こいつの致命的な点は、ウイングが開かないこと。(基部は前後に動きます。)
ウイングガンダムなのにウイング開かないってのは、ありえないでしょ。
あとたったの2パーツ増やすだけで可動化できたのに、どうしても無理だったのか?

 

  

顔ですが、ハズレを引きました。
目の塗装が歪んでいて、口のへが右に大きくずれていて酷いです。

 

  

可動は、
首はボールジョイント。
肩はボールジョイントで横に水平まで開きます。
上腕にロール、ヒジはツメが干渉して90度弱まで。手首はボールジョイント。
腰は固定。
股関節はボールジョイントで水平以上上がります。
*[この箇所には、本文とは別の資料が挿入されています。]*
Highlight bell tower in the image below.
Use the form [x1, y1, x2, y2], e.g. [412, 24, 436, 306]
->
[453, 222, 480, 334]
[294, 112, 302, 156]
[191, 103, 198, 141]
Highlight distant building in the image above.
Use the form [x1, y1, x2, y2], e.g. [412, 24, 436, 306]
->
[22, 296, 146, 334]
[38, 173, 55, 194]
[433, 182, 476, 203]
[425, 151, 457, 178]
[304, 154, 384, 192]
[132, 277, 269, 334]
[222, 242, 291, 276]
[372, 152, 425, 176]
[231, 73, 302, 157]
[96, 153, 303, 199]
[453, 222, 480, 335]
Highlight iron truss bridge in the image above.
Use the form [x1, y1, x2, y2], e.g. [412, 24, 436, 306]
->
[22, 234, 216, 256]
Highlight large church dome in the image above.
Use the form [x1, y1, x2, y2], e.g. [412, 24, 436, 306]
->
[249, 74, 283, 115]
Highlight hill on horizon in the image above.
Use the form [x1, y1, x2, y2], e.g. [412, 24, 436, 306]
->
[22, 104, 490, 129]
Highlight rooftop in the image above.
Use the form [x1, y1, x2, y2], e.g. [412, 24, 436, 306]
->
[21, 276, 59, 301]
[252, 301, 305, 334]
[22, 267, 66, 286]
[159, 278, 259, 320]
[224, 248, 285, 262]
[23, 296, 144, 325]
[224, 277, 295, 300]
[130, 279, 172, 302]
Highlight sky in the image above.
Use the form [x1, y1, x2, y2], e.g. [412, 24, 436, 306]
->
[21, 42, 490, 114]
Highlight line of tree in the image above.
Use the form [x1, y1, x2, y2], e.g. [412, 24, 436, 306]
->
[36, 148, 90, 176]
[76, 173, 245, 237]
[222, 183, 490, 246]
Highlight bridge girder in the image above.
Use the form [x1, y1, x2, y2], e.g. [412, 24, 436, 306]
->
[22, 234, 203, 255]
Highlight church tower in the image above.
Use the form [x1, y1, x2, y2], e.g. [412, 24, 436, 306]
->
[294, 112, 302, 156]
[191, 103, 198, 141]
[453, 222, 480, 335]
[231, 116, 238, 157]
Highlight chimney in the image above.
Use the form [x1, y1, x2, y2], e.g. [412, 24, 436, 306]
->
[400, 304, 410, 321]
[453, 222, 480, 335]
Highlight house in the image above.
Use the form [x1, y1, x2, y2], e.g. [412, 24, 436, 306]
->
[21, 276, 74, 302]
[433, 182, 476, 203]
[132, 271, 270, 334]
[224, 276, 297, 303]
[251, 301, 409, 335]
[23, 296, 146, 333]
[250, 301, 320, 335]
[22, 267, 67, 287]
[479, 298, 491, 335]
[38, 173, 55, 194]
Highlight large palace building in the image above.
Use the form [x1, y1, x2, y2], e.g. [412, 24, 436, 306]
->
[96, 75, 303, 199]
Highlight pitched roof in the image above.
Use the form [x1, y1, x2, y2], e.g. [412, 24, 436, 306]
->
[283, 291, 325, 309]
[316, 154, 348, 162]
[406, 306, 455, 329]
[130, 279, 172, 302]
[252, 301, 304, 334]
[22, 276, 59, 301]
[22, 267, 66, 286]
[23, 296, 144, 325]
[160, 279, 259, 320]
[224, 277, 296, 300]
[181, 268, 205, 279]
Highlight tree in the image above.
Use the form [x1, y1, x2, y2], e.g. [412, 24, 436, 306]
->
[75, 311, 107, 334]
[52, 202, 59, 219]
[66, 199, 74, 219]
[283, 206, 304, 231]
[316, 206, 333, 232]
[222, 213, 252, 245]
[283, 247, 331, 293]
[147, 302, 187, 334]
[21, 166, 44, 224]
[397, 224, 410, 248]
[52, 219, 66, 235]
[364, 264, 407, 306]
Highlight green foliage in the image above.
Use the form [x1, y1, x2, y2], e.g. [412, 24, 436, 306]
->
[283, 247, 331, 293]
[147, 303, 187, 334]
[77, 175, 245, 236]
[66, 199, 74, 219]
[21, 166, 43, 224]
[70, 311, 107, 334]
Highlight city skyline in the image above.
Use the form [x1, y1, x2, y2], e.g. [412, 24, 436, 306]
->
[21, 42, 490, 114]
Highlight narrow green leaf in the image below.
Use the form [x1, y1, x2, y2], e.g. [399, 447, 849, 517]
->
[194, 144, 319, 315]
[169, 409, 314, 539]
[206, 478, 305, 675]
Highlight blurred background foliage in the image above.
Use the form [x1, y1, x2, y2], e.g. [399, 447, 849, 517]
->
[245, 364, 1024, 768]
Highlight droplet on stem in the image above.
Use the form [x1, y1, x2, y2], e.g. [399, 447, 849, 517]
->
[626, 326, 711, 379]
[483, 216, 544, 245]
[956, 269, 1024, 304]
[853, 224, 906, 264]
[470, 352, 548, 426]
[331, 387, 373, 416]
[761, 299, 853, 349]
ヒザは90度。
足首はボールジョイントで接地性はまあまあですが、少し外れやすいです。

 

  

スタンド付属。

 

  


 

  


 

  

ビームサーベル。
ガンダムは、ライフルとサーベルで手首が異なりましたが、こちらは手首共用です。

 

  

やっぱウイング開かないのはどうかと思うよまったく。
ほんとなんとかならなかったのか?
それ以外は、顔さえアタリを引けばかなり満足できる内容なのになぁ。


以上。

組んでみての感想ですが、これは初心者向けの導入アイテムというよりも、
簡易版ハイコンプロっていう印象の方が強かったです。

正直、今までガンプラを組んだことの無い人間が、この商品に手を出すとはとても思えないし、
このシリーズがこの先生き残っていくには、ハイコンプロの穴埋めとして、
まだ商品化されていないものを重点的にリリースしていくほうが良いんじゃないかと思います。
その方が、ハイコンプロとかぶったアイテムを出すよりも絶対にユーザーから支持されると思うんですけど。

とりあえずCADデータそのままのザクとかもういいので、ハイコンプロで出す気の無いジムを出して。



オマケ。



こちらが、実際に6分で組んだガンダムそのままです。

  

ほとんどのゲートに切れ端が残ってしまってるので、やはりニッパーでの後処理は必要ですね。